Wednesday, 11 July 2012

Qualifications and Quality Assurance (Education and Training) Bill 2011 [Seanad Bill amended by the Dáil]: Report and Final Stages

 

11:00 am

Photo of Sean BarrettSean Barrett (Independent)

I certainly do not wish to interfere with the timetable.

I thank the Minister for his response. I hope copies of his speech will be circulated as a bulwark against the bureaucratic menace we have discussed. In regard to the Higher Education Authority, it is not long since an bord snip nua recommended its abolition, yet it is now assuming new powers which will see it supervising a university that has been awarding degrees of international standing for the past 400 years. We should bear in mind that such fashions in bureaucracy come and go.

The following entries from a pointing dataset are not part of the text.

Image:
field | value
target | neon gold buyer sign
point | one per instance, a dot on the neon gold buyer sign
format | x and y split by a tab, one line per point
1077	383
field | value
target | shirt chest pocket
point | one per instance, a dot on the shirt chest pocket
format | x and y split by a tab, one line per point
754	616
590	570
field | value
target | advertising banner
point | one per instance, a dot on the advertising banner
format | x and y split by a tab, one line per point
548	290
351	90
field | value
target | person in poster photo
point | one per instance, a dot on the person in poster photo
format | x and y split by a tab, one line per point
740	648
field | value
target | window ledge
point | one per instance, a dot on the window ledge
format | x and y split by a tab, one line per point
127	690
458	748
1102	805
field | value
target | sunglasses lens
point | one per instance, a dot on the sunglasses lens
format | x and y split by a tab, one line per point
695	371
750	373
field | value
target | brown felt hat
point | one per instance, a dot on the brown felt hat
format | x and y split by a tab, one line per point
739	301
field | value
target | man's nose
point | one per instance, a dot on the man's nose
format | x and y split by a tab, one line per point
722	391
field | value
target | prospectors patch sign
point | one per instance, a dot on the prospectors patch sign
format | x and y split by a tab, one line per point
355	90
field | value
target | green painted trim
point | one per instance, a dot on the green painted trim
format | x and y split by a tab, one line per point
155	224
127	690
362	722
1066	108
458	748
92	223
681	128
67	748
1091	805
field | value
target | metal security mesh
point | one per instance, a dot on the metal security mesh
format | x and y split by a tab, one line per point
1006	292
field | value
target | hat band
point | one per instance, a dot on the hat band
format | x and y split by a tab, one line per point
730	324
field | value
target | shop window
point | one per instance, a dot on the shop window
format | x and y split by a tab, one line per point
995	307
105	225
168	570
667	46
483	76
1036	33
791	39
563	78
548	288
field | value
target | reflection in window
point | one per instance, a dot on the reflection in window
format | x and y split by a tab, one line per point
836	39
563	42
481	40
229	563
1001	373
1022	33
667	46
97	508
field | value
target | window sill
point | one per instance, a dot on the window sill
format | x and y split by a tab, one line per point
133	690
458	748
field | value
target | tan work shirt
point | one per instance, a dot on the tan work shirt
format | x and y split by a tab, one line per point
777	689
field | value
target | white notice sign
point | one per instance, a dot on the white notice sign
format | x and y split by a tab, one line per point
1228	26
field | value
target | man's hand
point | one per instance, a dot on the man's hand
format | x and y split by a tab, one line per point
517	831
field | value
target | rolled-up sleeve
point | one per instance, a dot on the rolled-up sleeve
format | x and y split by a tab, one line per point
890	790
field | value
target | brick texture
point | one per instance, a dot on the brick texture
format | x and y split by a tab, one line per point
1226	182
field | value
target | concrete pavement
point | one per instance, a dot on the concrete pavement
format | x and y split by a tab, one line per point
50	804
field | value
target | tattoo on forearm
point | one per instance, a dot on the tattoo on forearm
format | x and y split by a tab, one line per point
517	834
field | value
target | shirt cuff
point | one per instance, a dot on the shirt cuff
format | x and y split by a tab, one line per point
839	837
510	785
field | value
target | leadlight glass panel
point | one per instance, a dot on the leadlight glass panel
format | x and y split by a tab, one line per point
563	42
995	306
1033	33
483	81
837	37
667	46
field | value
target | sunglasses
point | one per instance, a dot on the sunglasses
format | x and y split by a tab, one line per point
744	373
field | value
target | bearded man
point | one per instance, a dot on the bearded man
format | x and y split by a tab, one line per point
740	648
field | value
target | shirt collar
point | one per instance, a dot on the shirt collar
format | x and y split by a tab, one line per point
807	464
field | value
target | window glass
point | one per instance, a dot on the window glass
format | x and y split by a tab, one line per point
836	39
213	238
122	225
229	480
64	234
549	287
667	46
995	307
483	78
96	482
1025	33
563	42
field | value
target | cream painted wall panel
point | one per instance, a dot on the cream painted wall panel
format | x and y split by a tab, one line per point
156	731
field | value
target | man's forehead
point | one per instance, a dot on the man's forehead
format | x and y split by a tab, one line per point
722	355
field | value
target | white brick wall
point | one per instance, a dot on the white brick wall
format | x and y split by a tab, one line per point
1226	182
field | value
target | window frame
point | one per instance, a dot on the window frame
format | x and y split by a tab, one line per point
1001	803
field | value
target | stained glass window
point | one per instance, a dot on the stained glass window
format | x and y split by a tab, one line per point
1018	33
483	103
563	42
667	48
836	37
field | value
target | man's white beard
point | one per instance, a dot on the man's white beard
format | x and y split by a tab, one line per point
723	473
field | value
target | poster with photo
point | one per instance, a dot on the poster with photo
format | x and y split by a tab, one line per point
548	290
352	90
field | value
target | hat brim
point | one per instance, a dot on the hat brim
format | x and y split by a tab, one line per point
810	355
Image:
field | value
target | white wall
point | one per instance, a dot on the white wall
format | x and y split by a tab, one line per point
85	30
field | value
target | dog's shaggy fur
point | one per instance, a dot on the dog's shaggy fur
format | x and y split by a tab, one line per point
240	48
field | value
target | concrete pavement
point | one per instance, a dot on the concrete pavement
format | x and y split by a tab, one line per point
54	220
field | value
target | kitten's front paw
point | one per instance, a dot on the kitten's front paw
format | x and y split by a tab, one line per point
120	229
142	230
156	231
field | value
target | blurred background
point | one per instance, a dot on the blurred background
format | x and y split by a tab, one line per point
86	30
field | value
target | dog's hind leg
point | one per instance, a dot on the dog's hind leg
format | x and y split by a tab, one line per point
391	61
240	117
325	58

I thank the Minister for considering the points made my Senator John Crown and me. Being mindful of the time, I do not propose to press amendments Nos. 1 to 3, inclusive. However, it is important to remember that in a country with real problems - the Minister has been particularly prominent in raising these problems in public media - we must be careful not to invent artificial problems with expensive solutions. From my experience and based on what external examiners are telling us, there simply is not a problem with the quality of lecturing to the degree suggested in some quarters. In a time of limited resources, the focus should be on the classroom rather than bureaucracy. We seem to be losing sight of the reality that the role of the universities is primarily to cherish and educate 18 to 23 year olds. Seeking to establish a branch of IDA Ireland in the education sector represents a mistaken allocation of resources. The people in the lecture room are usually at the low end of the budget in terms of remuneration, while the individuals observing them and issuing reports on their performance are often on salaries twice or three times as large. This was reflected in the Comptroller and Auditor General's report on top level management which made particular reference to the 13 vice presidents of universities. The way to obtain these positions is to get out of the lecture hall. Resources should primarily be put into teaching itself. The type of supervision proposed by some is often demonstrably unnecessary, expensive, wasteful of resources and tending largely to interfere with the job of education in the classroom.